Anne Horel, Content pour Rien, 2011 (via Anne Horel).
L'ironiste ne veut pas être profond: l'ironiste ne veut pas adhérer, ni peser, mais il touche le pathos d'une tangence infiniment légère, et quasi impondérables; amoureux, il n'aime qu'avec une petite portion de son âme, comme Fontenelle; quand il se fâche, c'est pour ainsi dire du bout des lèvres; et quand il regarde, c'est à la manière d'Erik Satie, "du bout des yeux"! Il badine avec tous les sentiments, mais n'insiste jamais; parce que sa conscience s'articule en délicate allusions, elle ne peut être que superficielle et elle a la coquetterie de la frivolité: elle appelle cela politesse, bon goût ou comme on voudra.
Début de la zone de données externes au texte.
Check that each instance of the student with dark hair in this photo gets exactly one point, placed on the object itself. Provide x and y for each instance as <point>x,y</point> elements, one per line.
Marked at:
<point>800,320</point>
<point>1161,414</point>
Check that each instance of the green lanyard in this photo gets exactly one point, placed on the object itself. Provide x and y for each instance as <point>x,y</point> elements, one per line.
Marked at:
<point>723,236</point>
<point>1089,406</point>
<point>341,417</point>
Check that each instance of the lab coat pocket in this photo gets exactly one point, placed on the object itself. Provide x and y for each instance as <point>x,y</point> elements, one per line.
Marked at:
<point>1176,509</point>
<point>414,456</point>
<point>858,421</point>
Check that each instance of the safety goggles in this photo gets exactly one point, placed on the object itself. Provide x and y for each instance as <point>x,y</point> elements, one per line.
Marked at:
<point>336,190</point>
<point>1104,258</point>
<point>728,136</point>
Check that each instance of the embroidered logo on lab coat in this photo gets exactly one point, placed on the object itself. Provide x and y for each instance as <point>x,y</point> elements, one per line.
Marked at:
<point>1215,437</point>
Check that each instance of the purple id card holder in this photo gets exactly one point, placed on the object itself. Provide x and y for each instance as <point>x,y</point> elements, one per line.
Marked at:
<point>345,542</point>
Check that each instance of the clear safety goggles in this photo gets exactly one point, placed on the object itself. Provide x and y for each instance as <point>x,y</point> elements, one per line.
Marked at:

Qui trop embrasse, mal étreint... mais la conscience ironique ne désire pas étreindre: elle préfère papilloner d'anecdote en anecdote, de plaisir en plaisir, et goûter de tout sans se poser nulle part; elle sait la préface de toutes les passions; mais la préface seulement, car elle part toujours avant la fin: l'amour ironique, par exemple, est un éternel avant-propos, et qui joue avec les préliminaires sans s'engager à fond et qui évite l'appassionato.
Vladimir Jankélévitch, L'Ironie, Editions Flammarion, 1936 (1999), p.33-34.